Swipe Left on Romance Scams This Valentine’s Day

By: Sarah Ikalowych

It’s February (already?!), the season of cupids, roses, chocolate, and for some, heartbreak. While no one wants to be on the wrong end of a breakup, it could always be worse: you could be broken up with, and broke, if you have been the victim of a romance scam.

What is a Romance Scam?

Let’s face it: dating has changed a great deal in the past 10 or so years with the wide acceptance of internet meeting and dating platforms such as Tinder, Bumble, Our Time, and many others. Not to mention, the global pandemic and resulting quarantine orders boosted these apps’ presence and adoption event more as people looked for additional ways to connect with others while stuck at home.
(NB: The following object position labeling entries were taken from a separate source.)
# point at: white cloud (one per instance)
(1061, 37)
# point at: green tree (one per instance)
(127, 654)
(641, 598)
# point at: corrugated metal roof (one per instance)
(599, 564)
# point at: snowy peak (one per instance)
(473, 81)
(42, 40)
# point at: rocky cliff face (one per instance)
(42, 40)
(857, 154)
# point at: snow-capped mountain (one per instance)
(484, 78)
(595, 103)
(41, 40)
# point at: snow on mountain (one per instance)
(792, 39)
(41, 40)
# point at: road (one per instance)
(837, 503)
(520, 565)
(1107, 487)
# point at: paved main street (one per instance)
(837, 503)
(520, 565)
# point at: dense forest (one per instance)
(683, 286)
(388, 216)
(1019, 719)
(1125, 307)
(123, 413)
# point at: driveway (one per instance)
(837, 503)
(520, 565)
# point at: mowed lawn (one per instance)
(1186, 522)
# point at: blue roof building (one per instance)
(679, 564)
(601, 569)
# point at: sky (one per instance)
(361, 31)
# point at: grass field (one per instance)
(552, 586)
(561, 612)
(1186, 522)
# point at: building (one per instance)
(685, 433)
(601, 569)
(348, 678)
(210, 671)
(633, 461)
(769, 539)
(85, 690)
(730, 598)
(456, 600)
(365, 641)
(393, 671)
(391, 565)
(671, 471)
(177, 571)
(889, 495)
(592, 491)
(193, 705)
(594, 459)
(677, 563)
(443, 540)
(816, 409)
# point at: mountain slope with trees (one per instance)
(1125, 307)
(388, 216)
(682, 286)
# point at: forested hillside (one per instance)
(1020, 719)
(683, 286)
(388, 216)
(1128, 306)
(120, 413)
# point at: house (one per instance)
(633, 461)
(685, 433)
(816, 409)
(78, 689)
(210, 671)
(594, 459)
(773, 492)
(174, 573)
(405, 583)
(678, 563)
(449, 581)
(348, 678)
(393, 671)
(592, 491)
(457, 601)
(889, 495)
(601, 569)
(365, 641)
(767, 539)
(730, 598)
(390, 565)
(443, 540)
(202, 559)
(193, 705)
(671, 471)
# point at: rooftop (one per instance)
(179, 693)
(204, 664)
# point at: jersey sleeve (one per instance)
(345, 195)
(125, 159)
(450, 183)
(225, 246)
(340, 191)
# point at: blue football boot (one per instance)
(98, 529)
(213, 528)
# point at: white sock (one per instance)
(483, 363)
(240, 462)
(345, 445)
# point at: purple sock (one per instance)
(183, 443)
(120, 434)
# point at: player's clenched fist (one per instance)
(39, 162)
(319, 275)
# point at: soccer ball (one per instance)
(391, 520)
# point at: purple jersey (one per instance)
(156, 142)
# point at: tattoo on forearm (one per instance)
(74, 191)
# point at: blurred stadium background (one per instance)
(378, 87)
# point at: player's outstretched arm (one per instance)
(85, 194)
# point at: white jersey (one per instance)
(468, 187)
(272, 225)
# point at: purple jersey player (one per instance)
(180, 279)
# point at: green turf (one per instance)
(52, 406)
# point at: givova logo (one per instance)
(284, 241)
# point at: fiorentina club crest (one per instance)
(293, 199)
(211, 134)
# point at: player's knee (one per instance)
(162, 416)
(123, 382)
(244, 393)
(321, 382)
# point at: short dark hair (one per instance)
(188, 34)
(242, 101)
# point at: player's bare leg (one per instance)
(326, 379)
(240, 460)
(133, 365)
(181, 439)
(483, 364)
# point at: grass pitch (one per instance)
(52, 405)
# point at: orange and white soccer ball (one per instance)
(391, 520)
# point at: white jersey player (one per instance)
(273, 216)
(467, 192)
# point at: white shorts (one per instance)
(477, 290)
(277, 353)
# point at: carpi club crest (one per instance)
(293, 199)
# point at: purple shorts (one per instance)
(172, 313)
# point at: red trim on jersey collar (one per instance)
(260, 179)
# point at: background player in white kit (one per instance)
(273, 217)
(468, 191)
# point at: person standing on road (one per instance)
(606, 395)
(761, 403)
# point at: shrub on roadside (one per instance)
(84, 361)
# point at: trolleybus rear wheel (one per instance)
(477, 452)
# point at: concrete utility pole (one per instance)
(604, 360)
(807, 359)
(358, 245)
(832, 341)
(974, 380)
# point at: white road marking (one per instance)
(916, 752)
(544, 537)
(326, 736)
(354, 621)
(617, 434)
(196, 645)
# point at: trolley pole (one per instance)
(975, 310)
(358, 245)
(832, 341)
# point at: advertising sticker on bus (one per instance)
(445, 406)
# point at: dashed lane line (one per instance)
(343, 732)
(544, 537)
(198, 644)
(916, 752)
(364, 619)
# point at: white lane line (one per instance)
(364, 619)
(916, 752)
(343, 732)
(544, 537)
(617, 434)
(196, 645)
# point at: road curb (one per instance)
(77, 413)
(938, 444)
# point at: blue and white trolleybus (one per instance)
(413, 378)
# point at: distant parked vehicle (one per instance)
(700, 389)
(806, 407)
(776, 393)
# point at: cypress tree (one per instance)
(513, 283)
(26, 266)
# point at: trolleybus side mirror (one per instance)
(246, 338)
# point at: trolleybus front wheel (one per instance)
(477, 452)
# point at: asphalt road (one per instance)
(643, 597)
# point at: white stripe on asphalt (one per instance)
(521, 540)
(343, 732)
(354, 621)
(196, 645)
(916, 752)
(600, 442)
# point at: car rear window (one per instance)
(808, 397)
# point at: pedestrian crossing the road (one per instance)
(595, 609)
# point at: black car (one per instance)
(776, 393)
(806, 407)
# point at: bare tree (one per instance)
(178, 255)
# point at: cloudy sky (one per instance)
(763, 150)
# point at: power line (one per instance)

However, not being able to meet the individual at the other end of the line in person does leave a fairly large grey area and requires a significant amount of trust in someone you have never met. Bad actors are everywhere (yes, even on the internet- shocking!), and those bad actors have found ways to take advantage of both the physical and emotional void that dating app users are experiencing when signing up. As explained frankly by the FBI, “romance scams occur when a criminal adopts a fake online identity to gain a victim’s affection and trust. The scammer then uses the illusion of a romantic or close relationship to manipulate and/or steal from the victim.” Ouch.

Individuals running these scams will often use techniques such as love bombing, or showering their victim with attention and affection to make them fall in love quickly, and use promises of trips, marriage, and a future together to gain their target’s trust. Once the “relationship” is secure, then come the requests for funds. These can be anything from needing spot money here or there for groceries or an oil change all the way up to a catastrophic accident that requires a multi-thousand-dollar surgery. Romance scammers are crafty criminals, and they use the knowledge they have gained from getting to acquainted with their victim to make up reasons to need cash that are likely to be believed.

What are the Numbers?

Just how popular are dating apps, though, and how many people are at risk of falling victim to a scam like this? According to research from Statistica, 2020 recorded 44.2 million users of online dating apps here in the US, and their Digital Market Outlook estimates that by 2025, the number will increase to 53.3 million. These numbers reflect a huge market for scammers and con artists to pick their prey from and take advantage of.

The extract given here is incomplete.